P = read.csv("data/parole.csv")
nrow(P)
[1] 675
【1.2 底線機率】How many of the parolees in the dataset violated the terms of their parole?
nrow(subset(P,P$violator == 1))
[1] 78
2 整理資料框 Creating Our Prediction Model
【2.1 類別變數】Which variables in this dataset are unordered factors with at least three levels?
#state,crime
P$state %<>% as.factor
P$crime %<>% as.factor
【2.2 資料框摘要】How does the output of summary() change for a factor variable as compared to a numerical variable?
summary(P)
male race age state
Min. :0.000 Min. :1.00 Min. :18.4 1:143
1st Qu.:1.000 1st Qu.:1.00 1st Qu.:25.4 2:120
Median :1.000 Median :1.00 Median :33.7 3: 82
Mean :0.807 Mean :1.42 Mean :34.5 4:330
3rd Qu.:1.000 3rd Qu.:2.00 3rd Qu.:42.5
Max. :1.000 Max. :2.00 Max. :67.0
time.served max.sentence multiple.offenses crime
Min. :0.00 Min. : 1.0 Min. :0.000 1:315
1st Qu.:3.25 1st Qu.:12.0 1st Qu.:0.000 2:106
Median :4.40 Median :12.0 Median :1.000 3:153
Mean :4.20 Mean :13.1 Mean :0.536 4:101
3rd Qu.:5.20 3rd Qu.:15.0 3rd Qu.:1.000
Max. :6.00 Max. :18.0 Max. :1.000
violator
Min. :0.000
1st Qu.:0.000
Median :0.000
Mean :0.116
3rd Qu.:0.000
Max. :1.000
#The output becomes similar to that of the table() function applied to that variable correct
3 資料分割 Splitting into a Training and Testing Set
To ensure consistent training/testing set splits, run the following 5 lines of code (do not include the line numbers at the beginning):
set.seed(144)
library(caTools)
split = sample.split(parole$violator, SplitRatio = 0.7)
train = subset(parole, split == TRUE)
test = subset(parole, split == FALSE)
【3.1 指定隨機種子、依比例分割資料】Roughly what proportion of parolees have been allocated to the training and testing sets?
set.seed(144)
library(caTools)
split = sample.split(P$violator,SplitRatio = 0.7)
TR = subset(P,split == TRUE)
TS = subset(P,split == FALSE)
#70% to the training set, 30% to the testing set
【3.2 隨機種子的功用】Now, suppose you re-ran lines [1]-[5] of Problem 3.1. What would you expect?

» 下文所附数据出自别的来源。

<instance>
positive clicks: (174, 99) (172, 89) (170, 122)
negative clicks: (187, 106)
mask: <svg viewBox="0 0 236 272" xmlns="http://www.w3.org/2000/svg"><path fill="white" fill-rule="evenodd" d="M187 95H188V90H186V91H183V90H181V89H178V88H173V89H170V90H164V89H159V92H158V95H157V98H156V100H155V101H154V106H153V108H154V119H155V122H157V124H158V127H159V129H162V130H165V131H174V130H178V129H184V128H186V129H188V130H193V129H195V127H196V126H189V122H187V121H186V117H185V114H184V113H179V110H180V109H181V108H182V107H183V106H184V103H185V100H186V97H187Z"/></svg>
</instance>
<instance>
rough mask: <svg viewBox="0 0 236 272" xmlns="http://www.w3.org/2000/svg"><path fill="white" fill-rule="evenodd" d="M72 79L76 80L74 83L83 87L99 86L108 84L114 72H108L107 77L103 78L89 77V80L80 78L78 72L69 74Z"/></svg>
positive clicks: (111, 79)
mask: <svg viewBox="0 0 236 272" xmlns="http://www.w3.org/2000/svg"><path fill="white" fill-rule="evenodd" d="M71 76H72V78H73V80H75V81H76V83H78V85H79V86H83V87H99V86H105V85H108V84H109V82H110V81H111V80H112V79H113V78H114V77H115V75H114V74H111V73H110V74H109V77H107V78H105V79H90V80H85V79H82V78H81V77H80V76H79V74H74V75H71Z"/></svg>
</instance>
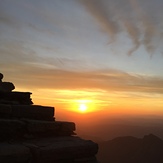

If you instead ONLY re-ran lines [3]-[5], what would you expect? If you instead called set.seed() with a different number and then re-ran lines [3]-[5] of Problem 3.1, what would you expect?
#The exact same training/testing set split as the first execution of [1]-[5]
#A different training/testing set split from the first execution of [1]-[5]
#A different training/testing set split from the first execution of [1]-[5]
4 建立模型 Building a Logistic Regression Model
If you tested other training/testing set splits in the previous section, please re-run the original 5 lines of code to obtain the original split.
Using glm (and remembering the parameter family=“binomial”), train a logistic regression model on the training set. Your dependent variable is “violator”, and you should use all of the other variables as independent variables.
What variables are significant in this model? Significant variables should have a least one star, or should have a probability less than 0.05 (the column Pr(>|z|) in the summary output). Select all that apply.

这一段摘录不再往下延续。